Right now this is what I have:
(v = vertices)
float x = v[i].x * Mathf.Cos(angle * Mathf.Deg2Rad) - v[i].y * Mathf.Sin(angle * Mathf.Deg2Rad);
float y = v[i].x * Mathf.Sin(angle * Mathf.Deg2Rad) + v[i].y * Mathf.Cos(angle * Mathf.Deg2Rad);
The above code rotates the vertices around the Z axis.
Questions:
The first thing that I don't understand is why is the cos and sin being subtracted and added together in order to find the new X and Y location? I understand what sin and cos do and I understand why you have to multiply the current X and Y by them. What I don't understand is why is sin being subtracted by cos for the new X and why is Sin being added to Cos for the new Y?
Right now the code above rotates the object around the Z axis, but I want to rotate around the X and Y axis as well. I don't really know how to adjust the maths in order to do this, I'm hoping I'll have a better idea when I know the answer to my first question, but if anyone could explain how to rotate it around the other axis then that'd be helpful.
Thanks
In 2 dimensions ($ \mathbb R^2 $), rotating a vector $ (x\ y) $ by a positive angle $ \vartheta $ is obtained by left multiplying it by the matrix $$ R = \begin{pmatrix}\cos\vartheta & -\sin\vartheta \\ \sin\vartheta & \cos\vartheta \end{pmatrix}. $$
You can show this in a number of ways, for instance by requiring that your new vector have the same length as the one you started with (then you find that $ \det R $ needs to be $ \pm 1 $, with the minus sign corresponding to a reflection, while a pure rotation has determinant one).
Intuitively speaking, in a 2-dimensional rotation one of the coordinates is necessarily increasing, while the other is simultaneously decreasing in modulus (hence the minus sign).

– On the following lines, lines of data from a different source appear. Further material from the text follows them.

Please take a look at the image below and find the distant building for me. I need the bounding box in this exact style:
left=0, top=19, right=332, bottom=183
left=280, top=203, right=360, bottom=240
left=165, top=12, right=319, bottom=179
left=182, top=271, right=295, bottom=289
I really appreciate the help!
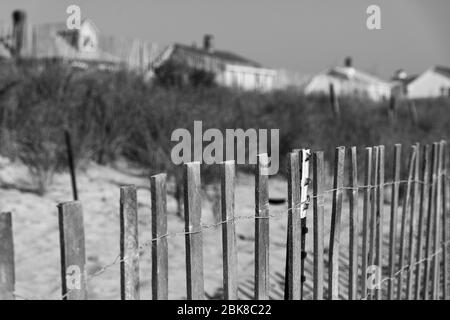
left=272, top=69, right=310, bottom=91
left=0, top=10, right=162, bottom=72
left=406, top=66, right=450, bottom=99
left=304, top=57, right=393, bottom=101
left=153, top=35, right=276, bottom=91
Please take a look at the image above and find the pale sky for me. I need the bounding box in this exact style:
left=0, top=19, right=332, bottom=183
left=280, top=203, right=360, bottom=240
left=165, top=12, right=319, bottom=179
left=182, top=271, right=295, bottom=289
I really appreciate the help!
left=1, top=0, right=449, bottom=79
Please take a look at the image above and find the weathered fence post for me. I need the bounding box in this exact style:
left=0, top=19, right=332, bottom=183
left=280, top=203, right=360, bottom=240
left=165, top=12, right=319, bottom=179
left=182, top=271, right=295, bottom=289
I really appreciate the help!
left=312, top=151, right=324, bottom=300
left=432, top=142, right=444, bottom=299
left=255, top=153, right=270, bottom=300
left=0, top=212, right=14, bottom=300
left=424, top=143, right=438, bottom=300
left=328, top=146, right=345, bottom=300
left=286, top=152, right=302, bottom=300
left=409, top=101, right=418, bottom=125
left=120, top=185, right=139, bottom=300
left=151, top=173, right=168, bottom=300
left=329, top=83, right=340, bottom=117
left=348, top=147, right=358, bottom=300
left=299, top=149, right=310, bottom=299
left=65, top=130, right=78, bottom=201
left=406, top=143, right=420, bottom=299
left=375, top=145, right=385, bottom=300
left=368, top=146, right=379, bottom=300
left=441, top=141, right=448, bottom=300
left=221, top=161, right=238, bottom=300
left=184, top=162, right=204, bottom=300
left=415, top=144, right=431, bottom=299
left=361, top=147, right=373, bottom=298
left=285, top=149, right=311, bottom=299
left=388, top=144, right=401, bottom=299
left=388, top=96, right=397, bottom=121
left=285, top=149, right=311, bottom=300
left=397, top=145, right=417, bottom=299
left=58, top=201, right=87, bottom=300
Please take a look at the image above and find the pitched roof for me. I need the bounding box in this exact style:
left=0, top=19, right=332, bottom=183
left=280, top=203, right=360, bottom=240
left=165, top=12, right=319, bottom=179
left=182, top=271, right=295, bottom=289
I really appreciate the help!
left=433, top=65, right=450, bottom=79
left=325, top=66, right=391, bottom=86
left=171, top=43, right=263, bottom=69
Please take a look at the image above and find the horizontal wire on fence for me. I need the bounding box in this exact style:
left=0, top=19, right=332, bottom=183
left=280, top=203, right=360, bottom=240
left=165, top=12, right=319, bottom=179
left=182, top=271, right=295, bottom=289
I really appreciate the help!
left=64, top=236, right=450, bottom=301
left=11, top=175, right=449, bottom=300
left=360, top=240, right=450, bottom=300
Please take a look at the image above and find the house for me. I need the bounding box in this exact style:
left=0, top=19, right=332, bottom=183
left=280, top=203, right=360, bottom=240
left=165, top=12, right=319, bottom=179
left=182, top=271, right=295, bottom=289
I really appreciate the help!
left=0, top=10, right=162, bottom=72
left=304, top=58, right=393, bottom=101
left=406, top=66, right=450, bottom=99
left=153, top=35, right=276, bottom=91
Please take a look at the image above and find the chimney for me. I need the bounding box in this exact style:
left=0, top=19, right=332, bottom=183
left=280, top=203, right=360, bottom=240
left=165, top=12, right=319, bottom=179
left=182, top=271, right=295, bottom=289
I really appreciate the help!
left=344, top=56, right=352, bottom=68
left=12, top=10, right=27, bottom=58
left=203, top=34, right=214, bottom=53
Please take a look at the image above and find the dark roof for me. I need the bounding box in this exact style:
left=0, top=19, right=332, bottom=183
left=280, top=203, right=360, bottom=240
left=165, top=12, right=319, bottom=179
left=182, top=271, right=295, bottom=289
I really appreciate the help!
left=173, top=43, right=262, bottom=68
left=434, top=65, right=450, bottom=79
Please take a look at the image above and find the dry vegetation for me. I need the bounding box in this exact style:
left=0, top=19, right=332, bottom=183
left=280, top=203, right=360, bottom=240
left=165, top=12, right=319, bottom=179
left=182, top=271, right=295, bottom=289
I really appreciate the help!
left=0, top=62, right=449, bottom=194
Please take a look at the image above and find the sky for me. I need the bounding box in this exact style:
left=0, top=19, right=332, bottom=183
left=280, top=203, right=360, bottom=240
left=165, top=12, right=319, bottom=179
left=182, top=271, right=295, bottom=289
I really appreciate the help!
left=1, top=0, right=449, bottom=78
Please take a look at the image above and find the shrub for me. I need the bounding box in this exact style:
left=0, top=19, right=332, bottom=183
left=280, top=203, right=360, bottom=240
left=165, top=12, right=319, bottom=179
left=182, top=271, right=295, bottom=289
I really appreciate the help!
left=0, top=63, right=449, bottom=194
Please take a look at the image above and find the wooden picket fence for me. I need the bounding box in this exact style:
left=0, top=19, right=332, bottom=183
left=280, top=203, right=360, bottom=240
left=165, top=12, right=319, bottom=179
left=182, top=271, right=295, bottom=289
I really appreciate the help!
left=0, top=141, right=449, bottom=300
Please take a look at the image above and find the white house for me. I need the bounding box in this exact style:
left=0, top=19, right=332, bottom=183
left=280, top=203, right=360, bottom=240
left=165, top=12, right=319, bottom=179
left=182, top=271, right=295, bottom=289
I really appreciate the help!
left=153, top=35, right=276, bottom=91
left=304, top=59, right=393, bottom=101
left=220, top=63, right=275, bottom=91
left=0, top=10, right=162, bottom=72
left=407, top=66, right=450, bottom=99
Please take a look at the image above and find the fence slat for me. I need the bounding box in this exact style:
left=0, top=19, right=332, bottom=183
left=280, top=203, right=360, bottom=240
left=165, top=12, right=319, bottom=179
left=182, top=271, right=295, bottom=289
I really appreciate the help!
left=312, top=151, right=324, bottom=300
left=255, top=153, right=270, bottom=300
left=367, top=146, right=379, bottom=300
left=441, top=141, right=448, bottom=300
left=151, top=173, right=168, bottom=300
left=120, top=185, right=139, bottom=300
left=221, top=161, right=238, bottom=300
left=348, top=147, right=358, bottom=300
left=415, top=144, right=431, bottom=299
left=397, top=145, right=416, bottom=299
left=375, top=145, right=385, bottom=300
left=361, top=147, right=373, bottom=298
left=58, top=201, right=87, bottom=300
left=424, top=143, right=438, bottom=300
left=298, top=149, right=310, bottom=299
left=0, top=212, right=14, bottom=300
left=388, top=144, right=401, bottom=299
left=369, top=147, right=379, bottom=267
left=184, top=162, right=204, bottom=300
left=406, top=144, right=420, bottom=299
left=328, top=146, right=345, bottom=300
left=432, top=142, right=443, bottom=299
left=65, top=130, right=78, bottom=201
left=286, top=152, right=302, bottom=300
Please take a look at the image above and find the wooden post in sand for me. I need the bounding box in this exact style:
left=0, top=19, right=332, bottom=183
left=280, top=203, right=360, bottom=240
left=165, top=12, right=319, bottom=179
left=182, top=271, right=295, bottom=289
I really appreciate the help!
left=58, top=201, right=87, bottom=300
left=0, top=212, right=14, bottom=300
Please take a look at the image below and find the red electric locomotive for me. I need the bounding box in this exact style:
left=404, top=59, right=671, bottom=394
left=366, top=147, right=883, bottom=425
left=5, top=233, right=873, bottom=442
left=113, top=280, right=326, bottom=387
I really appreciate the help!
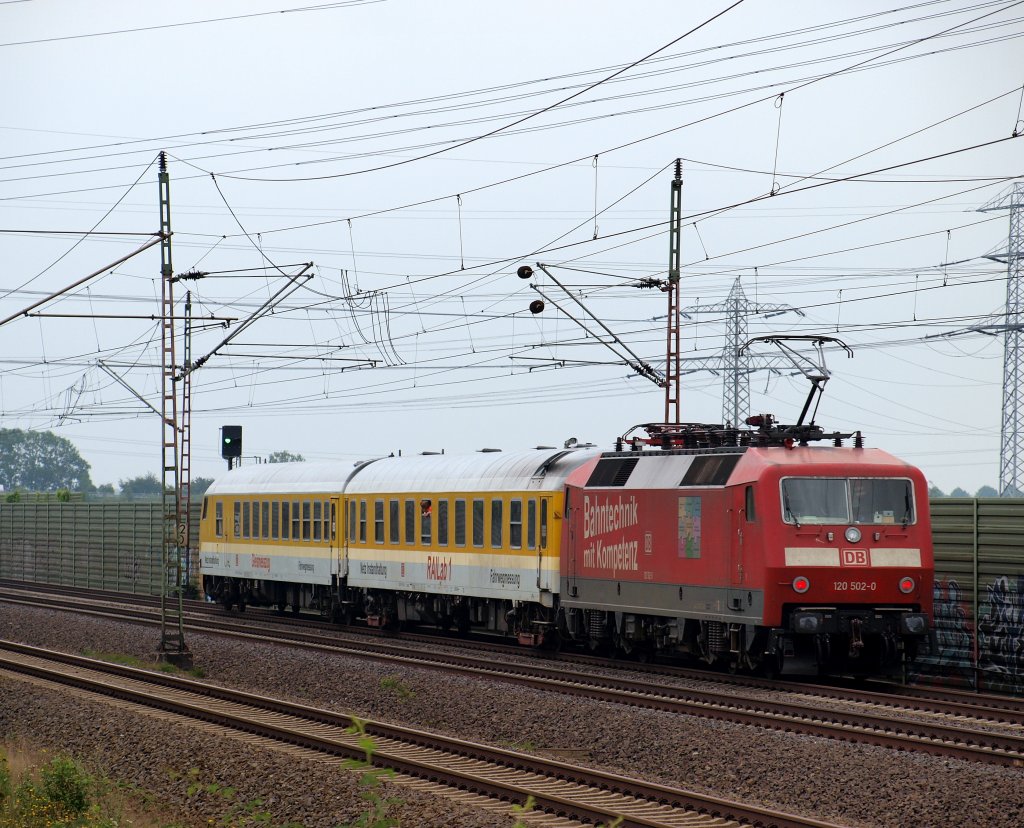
left=556, top=418, right=933, bottom=677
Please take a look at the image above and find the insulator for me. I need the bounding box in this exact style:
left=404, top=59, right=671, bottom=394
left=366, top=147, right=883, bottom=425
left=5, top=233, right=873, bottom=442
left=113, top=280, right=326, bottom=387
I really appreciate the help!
left=517, top=265, right=534, bottom=279
left=529, top=299, right=545, bottom=314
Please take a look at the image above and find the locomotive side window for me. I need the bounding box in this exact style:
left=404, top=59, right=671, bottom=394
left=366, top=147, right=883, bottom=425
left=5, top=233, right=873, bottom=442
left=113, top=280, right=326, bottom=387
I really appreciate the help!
left=473, top=499, right=484, bottom=547
left=527, top=499, right=537, bottom=550
left=438, top=500, right=449, bottom=546
left=389, top=499, right=400, bottom=544
left=491, top=499, right=503, bottom=548
left=404, top=500, right=415, bottom=544
left=455, top=499, right=466, bottom=546
left=233, top=502, right=241, bottom=538
left=215, top=501, right=223, bottom=537
left=509, top=499, right=522, bottom=549
left=282, top=501, right=290, bottom=540
left=374, top=500, right=384, bottom=544
left=745, top=486, right=756, bottom=522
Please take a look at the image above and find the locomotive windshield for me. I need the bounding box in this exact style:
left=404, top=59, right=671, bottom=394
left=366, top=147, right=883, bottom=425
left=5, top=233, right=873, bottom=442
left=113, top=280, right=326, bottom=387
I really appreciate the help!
left=781, top=477, right=914, bottom=526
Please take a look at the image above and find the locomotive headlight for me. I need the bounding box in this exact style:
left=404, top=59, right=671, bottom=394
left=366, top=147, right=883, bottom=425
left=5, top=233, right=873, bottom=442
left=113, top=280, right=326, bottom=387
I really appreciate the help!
left=792, top=575, right=810, bottom=593
left=898, top=576, right=916, bottom=594
left=845, top=526, right=862, bottom=544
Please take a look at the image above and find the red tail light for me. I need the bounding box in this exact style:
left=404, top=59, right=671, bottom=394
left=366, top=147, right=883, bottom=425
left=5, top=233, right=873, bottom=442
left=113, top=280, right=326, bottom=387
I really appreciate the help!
left=792, top=575, right=810, bottom=593
left=898, top=576, right=915, bottom=594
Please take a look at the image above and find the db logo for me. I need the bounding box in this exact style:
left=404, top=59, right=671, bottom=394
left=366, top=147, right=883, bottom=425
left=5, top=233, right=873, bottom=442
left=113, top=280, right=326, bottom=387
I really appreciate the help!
left=841, top=549, right=869, bottom=567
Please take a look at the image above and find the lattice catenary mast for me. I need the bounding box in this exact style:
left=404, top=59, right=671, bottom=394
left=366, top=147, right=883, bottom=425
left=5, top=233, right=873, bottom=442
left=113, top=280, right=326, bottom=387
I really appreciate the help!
left=979, top=181, right=1024, bottom=496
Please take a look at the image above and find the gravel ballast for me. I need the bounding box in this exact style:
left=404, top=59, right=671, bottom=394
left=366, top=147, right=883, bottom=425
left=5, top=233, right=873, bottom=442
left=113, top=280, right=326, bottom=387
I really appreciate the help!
left=1, top=604, right=1020, bottom=828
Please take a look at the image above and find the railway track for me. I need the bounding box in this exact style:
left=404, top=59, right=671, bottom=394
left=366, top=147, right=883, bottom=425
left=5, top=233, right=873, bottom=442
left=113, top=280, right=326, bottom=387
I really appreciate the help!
left=2, top=581, right=1023, bottom=768
left=0, top=639, right=844, bottom=828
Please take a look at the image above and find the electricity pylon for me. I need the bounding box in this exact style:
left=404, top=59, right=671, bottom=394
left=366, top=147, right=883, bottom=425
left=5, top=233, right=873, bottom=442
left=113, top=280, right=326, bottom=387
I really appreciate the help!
left=979, top=181, right=1024, bottom=496
left=681, top=277, right=801, bottom=425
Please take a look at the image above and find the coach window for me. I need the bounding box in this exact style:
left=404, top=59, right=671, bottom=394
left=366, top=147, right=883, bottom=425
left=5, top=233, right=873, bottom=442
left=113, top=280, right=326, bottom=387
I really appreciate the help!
left=292, top=500, right=301, bottom=540
left=491, top=499, right=503, bottom=548
left=302, top=500, right=312, bottom=541
left=389, top=499, right=400, bottom=544
left=745, top=486, right=756, bottom=522
left=455, top=499, right=466, bottom=547
left=527, top=499, right=536, bottom=550
left=540, top=499, right=549, bottom=549
left=262, top=501, right=271, bottom=539
left=404, top=499, right=415, bottom=545
left=271, top=502, right=280, bottom=539
left=242, top=501, right=251, bottom=539
left=215, top=501, right=224, bottom=537
left=472, top=499, right=484, bottom=547
left=281, top=501, right=290, bottom=540
left=323, top=501, right=331, bottom=542
left=313, top=501, right=323, bottom=542
left=438, top=500, right=449, bottom=546
left=374, top=500, right=385, bottom=544
left=348, top=500, right=357, bottom=542
left=509, top=499, right=522, bottom=549
left=421, top=502, right=432, bottom=545
left=233, top=502, right=241, bottom=538
left=358, top=500, right=367, bottom=543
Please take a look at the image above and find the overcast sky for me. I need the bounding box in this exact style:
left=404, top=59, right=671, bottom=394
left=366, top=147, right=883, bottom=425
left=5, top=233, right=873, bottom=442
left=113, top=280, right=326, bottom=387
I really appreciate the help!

In three dimensions, rotating about the $ z $ axis is simply obtained via the matrix $$ R(z) = \begin{pmatrix}\cos\vartheta & -\sin\vartheta & 0 \\ \sin\vartheta & \cos\vartheta & 0 \\ 0 & 0 & 1 \end{pmatrix}, $$ which provides the rotation of the $ xy $ coordinates while leaving $ z $ unchanged. Now, since the way we are labeling the axes is arbitrary, you may switch rows and columns in order to see that rotations about the other axes are given by $$ R(x) = \begin{pmatrix}1 & 0 & 0 \\ 0 & \cos\vartheta & -\sin\vartheta \\ 0 & \sin\vartheta & \cos\vartheta \end{pmatrix}, \qquad R(y) = \begin{pmatrix}\cos\vartheta & 0 & -\sin\vartheta \\ 0 & 1 & 0 \\ \sin\vartheta & 0 & \cos\vartheta \end{pmatrix}. $$